Comme toute l'armée de l'Imperium sous l'ère d'Aton, il s'agissait de deux hommes massifs, au profil sévère – si commun qu'il s'agissait peut-être d'un sous-genre de la race humaine, favorisé par la sélection excessive des armées impériales, à l'instar des races de chiens.
Car l'humanité n'était pas plus qu'une race d'esclaves pour le dieu-soleil.
Je ne devrais pas avoir de telles pensées, se morigéna Catius, certainement pas maintenant. Je me déconcentre moi-même.
Ce fut son salut.
À peine Catius eut-il fait un pas qu'il se retourna, heurtant même un de ses gardes. Le dénommé Othon, un homme aux cheveux et aux yeux très clairs, traits originaux qu'il ne se souvenait pas avoir remarqués jusqu'à présent.
« Que faites-vous, centurion ?
— Tivan veut me faire croire qu'ils débarqueront à la poupe. Les hangars de décollage, ce serait une folie ! Mais justement, non. Ils sont relativement dégagés. Les intercepteurs en phase de décollage ne peuvent pas ouvrir le feu sans craindre d'endommager leur hangar. Si Tivan calcule bien sa trajectoire d'approche, il sera en sécurité jusqu'à l'appontage.
— Il y aura de nombreux hommes dans la zone.

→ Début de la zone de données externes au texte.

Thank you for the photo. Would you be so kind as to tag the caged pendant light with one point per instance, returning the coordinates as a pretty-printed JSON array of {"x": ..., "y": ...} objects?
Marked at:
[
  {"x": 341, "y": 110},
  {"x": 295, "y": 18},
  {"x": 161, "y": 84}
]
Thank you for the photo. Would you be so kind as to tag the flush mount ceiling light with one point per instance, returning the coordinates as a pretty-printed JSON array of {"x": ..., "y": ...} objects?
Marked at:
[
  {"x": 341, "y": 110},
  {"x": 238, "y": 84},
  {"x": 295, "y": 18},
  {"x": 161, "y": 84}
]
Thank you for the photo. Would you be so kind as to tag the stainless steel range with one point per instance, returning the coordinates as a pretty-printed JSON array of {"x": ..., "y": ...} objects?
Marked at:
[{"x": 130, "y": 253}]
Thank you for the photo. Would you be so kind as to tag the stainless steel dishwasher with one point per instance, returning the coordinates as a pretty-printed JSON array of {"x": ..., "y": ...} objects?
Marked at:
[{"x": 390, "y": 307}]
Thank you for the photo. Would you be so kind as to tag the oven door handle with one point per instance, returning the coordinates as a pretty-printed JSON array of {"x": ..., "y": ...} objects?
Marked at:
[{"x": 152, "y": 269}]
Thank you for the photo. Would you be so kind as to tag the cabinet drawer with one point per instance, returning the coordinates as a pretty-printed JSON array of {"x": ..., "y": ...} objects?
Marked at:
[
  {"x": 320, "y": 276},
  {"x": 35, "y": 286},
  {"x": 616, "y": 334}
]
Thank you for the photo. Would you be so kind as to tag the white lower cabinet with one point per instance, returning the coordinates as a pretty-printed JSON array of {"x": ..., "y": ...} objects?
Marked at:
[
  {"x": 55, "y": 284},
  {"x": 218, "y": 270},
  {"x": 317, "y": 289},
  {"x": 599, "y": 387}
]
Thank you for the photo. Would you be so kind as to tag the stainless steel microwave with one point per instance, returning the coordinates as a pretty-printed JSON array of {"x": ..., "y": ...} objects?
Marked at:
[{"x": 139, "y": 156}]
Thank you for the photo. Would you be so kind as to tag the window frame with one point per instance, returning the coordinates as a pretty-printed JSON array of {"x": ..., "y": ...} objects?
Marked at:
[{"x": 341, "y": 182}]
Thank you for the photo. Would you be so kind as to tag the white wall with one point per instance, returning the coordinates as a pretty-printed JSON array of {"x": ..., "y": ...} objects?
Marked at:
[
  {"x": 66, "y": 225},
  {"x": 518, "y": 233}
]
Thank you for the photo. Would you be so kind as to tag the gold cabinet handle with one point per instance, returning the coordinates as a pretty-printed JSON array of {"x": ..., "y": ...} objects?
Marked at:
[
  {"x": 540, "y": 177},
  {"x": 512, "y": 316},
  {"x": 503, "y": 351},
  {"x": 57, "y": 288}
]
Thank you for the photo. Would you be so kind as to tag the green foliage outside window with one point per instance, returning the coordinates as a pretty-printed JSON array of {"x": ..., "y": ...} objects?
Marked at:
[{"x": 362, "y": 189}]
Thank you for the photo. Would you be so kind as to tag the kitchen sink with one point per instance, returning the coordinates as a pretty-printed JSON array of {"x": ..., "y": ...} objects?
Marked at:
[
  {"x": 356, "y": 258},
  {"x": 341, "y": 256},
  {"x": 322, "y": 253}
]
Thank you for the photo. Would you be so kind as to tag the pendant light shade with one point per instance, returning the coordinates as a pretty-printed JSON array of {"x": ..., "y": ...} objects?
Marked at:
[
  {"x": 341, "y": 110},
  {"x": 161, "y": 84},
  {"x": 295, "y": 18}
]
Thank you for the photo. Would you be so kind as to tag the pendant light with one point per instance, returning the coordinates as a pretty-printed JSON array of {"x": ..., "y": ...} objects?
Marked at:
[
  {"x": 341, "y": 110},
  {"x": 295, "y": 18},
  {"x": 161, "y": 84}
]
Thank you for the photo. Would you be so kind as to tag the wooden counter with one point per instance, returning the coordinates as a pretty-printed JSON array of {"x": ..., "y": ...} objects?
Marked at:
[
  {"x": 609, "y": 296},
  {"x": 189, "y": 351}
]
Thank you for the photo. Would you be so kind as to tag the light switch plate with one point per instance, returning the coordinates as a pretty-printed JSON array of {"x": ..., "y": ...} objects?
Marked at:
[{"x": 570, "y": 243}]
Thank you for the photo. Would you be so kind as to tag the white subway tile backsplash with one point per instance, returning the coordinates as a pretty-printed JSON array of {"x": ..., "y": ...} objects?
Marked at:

— Ce seront des opérateurs et des mécaniciens, pas des légionnaires armés pour le combat. Il aura pris le contrôle du hangar en quelques minutes. Le temps que l'information me parvienne, il sera remonté jusqu'à la passerelle ! Soldats, faites fermer tous les sas dans le secteur T. Vous m'avez compris ?
— À vos ordres, consul... centurion. À vos ordres. »
Eux aussi me voient déjà à cette place, songea Catius.